The one thing I wasn't ready for him to be so independent about was sleeping in his "big boy" bed. A few weeks ago my mom came out and helped us get the nursery ready for the new baby and transition Kash's room into a big boy room.
I kept dreading Kash sleeping in a bed where he could get out and do anything but sleep, and that's as far as my thoughts took me. I was eager to have my mom there and the extra motivation she would provide to get those two rooms put together. What I wasn't expecting is to be sitting on Kash's floor putting his bed together and look over at my "big boy" and realize he wasn't a baby anymore...and to start bawling. My mom came back in the room and I tried to hide my emotions but Kash told grandma Shelley that I was sad, thanks ya little nark! ha. The rest of the day I couldn't handle the emotions that came over me. I was folding Kash's freshly washed 0-3 month clothes and hanging them in the baby's room when again the tears just kept coming. I remembered the first time Kash wore each outfit. I remembered how small and sweet he was and how much he depended on me. I thought about how I can never go back to that newborn stage, it was just gone forever. I remembered how our whole life changed once we brought that little baby boy home...how the first night was hard, how he was such a good sleeper, how he didn't have hardly any hair, how fat he was, how he hated his swing but loved his bouncer, how I was scared to death to be a mom but somehow it was so easy to love that little baby. And there he sat in the other room with a screwdriver in his hand helping Grandma Shelley with his big boy room.
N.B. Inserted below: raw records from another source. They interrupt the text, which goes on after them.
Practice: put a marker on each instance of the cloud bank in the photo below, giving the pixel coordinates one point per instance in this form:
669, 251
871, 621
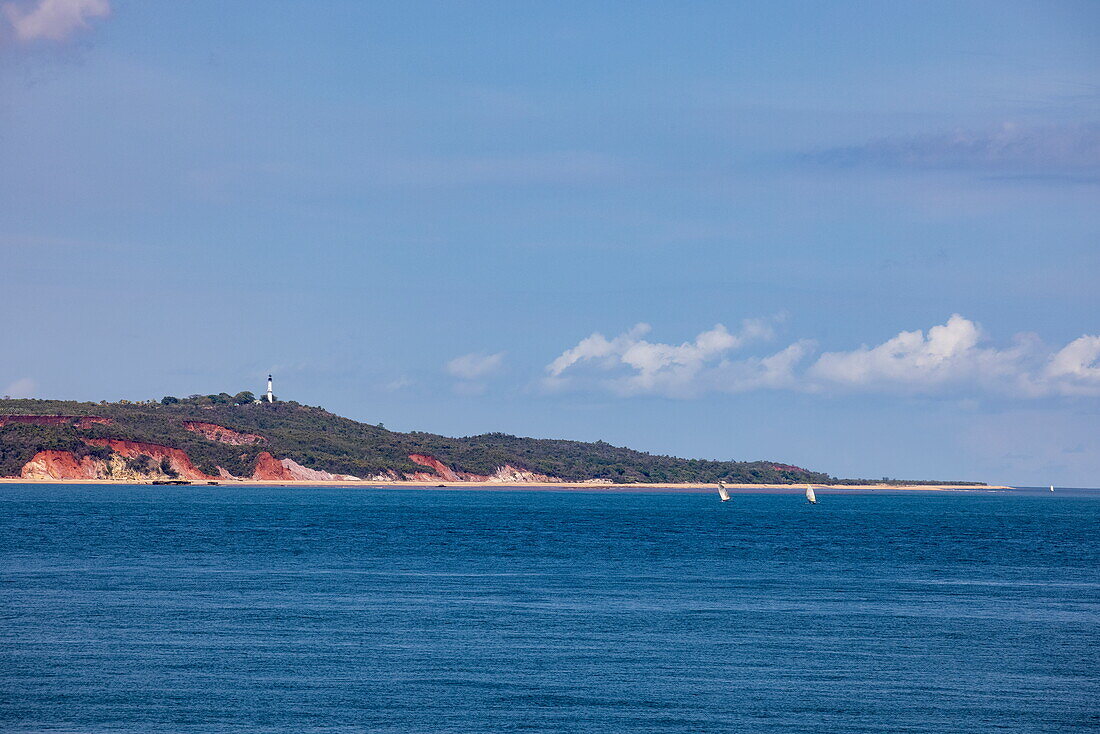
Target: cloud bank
475, 365
950, 359
22, 387
1010, 149
54, 20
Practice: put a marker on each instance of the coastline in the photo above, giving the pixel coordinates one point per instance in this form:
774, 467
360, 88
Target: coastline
532, 486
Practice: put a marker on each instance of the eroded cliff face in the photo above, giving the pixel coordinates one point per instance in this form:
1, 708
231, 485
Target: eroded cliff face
216, 433
271, 469
177, 459
125, 463
441, 470
61, 464
54, 464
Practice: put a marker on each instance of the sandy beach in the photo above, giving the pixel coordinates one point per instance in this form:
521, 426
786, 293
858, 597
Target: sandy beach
530, 486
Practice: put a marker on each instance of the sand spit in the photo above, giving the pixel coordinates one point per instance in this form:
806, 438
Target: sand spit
534, 486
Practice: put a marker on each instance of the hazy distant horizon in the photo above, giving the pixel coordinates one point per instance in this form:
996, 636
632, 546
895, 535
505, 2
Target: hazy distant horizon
856, 238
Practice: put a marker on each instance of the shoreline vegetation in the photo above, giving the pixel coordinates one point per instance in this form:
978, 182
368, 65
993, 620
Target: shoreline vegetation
534, 486
240, 439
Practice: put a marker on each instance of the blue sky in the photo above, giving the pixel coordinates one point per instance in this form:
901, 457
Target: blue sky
856, 237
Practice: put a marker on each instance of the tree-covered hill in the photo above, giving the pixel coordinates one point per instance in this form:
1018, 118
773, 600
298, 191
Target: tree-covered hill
318, 439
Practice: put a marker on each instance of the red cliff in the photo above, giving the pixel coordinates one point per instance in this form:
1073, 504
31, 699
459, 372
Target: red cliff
272, 469
179, 461
59, 464
216, 433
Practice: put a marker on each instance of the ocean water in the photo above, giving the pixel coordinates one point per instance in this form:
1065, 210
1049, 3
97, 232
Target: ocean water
326, 610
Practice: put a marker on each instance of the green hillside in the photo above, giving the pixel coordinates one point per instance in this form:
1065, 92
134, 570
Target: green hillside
318, 439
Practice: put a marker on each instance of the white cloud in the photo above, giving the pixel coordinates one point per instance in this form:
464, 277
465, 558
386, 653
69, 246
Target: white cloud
640, 367
1076, 367
1011, 148
399, 383
953, 359
949, 353
54, 19
474, 365
23, 387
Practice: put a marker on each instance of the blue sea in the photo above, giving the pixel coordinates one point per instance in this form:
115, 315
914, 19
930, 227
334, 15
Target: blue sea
150, 609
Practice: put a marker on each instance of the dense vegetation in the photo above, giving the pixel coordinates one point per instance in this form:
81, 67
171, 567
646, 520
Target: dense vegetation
319, 439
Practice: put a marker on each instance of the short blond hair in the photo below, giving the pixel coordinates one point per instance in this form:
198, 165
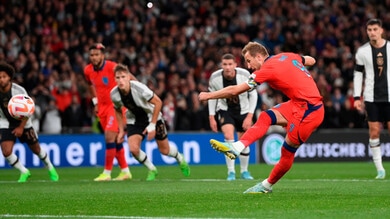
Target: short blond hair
254, 48
121, 67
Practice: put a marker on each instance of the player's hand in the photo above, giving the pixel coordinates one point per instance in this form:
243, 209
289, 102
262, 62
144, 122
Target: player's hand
358, 105
203, 96
120, 138
247, 123
213, 124
150, 130
95, 109
18, 131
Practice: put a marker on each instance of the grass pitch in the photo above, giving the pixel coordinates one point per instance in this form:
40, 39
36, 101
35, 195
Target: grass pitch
309, 190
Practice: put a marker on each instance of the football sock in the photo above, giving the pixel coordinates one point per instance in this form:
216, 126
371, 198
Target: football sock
110, 155
229, 162
260, 128
120, 156
244, 159
13, 160
173, 152
143, 159
376, 153
45, 158
284, 164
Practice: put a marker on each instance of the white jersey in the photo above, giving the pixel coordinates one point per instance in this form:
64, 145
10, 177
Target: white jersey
243, 103
6, 121
372, 65
139, 109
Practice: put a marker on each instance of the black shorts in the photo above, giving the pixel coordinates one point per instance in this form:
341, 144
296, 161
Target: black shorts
377, 112
161, 130
225, 117
29, 136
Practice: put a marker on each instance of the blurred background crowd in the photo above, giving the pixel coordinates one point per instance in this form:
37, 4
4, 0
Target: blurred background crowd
173, 46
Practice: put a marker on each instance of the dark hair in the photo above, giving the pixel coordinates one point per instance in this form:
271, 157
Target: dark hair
98, 46
7, 68
374, 21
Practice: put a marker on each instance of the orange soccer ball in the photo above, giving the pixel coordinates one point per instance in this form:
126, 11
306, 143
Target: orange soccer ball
21, 106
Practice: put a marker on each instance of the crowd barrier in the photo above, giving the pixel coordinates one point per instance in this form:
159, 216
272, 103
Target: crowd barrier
88, 149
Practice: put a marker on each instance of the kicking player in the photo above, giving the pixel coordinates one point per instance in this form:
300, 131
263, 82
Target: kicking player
301, 115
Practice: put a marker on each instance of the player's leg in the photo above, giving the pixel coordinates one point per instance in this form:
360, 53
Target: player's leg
134, 140
244, 161
7, 142
119, 150
258, 130
375, 115
302, 122
227, 129
30, 137
170, 150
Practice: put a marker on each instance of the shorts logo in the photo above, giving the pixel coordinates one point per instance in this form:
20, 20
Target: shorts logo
271, 148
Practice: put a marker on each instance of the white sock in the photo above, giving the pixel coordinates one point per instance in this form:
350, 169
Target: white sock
266, 184
229, 162
244, 159
376, 153
125, 170
14, 161
45, 158
173, 152
143, 159
238, 146
108, 172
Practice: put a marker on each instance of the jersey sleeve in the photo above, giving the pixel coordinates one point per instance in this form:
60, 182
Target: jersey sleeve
116, 98
251, 82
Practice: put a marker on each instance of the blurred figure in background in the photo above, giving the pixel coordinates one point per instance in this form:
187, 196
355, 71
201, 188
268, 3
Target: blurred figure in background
100, 75
372, 62
233, 113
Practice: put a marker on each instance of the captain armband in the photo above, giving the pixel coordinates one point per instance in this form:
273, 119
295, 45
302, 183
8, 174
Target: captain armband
151, 127
94, 101
251, 82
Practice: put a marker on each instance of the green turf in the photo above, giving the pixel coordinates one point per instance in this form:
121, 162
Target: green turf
309, 190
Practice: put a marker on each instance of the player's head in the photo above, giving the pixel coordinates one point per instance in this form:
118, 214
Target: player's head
374, 29
229, 64
254, 54
96, 54
6, 74
122, 77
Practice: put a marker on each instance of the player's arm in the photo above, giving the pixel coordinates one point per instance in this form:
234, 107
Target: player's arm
358, 83
18, 131
151, 128
308, 60
212, 105
252, 96
226, 92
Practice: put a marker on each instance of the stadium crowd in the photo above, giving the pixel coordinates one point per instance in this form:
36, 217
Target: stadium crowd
174, 46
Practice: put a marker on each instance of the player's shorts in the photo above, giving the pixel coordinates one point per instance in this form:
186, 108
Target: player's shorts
377, 112
303, 119
226, 117
29, 136
161, 130
107, 118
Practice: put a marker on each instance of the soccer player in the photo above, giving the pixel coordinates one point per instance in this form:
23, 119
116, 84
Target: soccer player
234, 113
11, 128
100, 75
301, 115
372, 58
143, 118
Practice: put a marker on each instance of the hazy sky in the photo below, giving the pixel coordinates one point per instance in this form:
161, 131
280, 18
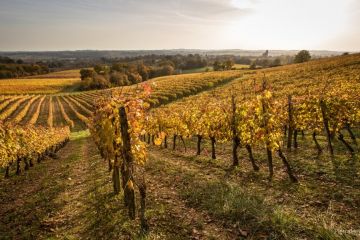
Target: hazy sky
165, 24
And you know what made things ten times harder...Kash had NO problem sleeping in his new bed. He climbed right in at night and that was it, no looking back for him. He takes naps great in there and sleeps just like he was sleeping in his crib. Turns out transitions are just hard on this little momma because Blaine could have cared less as well. Oh life with all boys...
The next day I walked into the new nursery and saw all of the baby clothes hanging in the closet, the rocker ready for late night feedings and the swing (useless I'm sure) ready to rock a newborn. And it got me excited. I liked the idea of being able to start over, maybe do some things different, but mostly enjoy every minute of that newborn stage, my favorite.
Anyone else have such a hard time giving your old baby's things to your new baby or am I just ridiculously over emotional?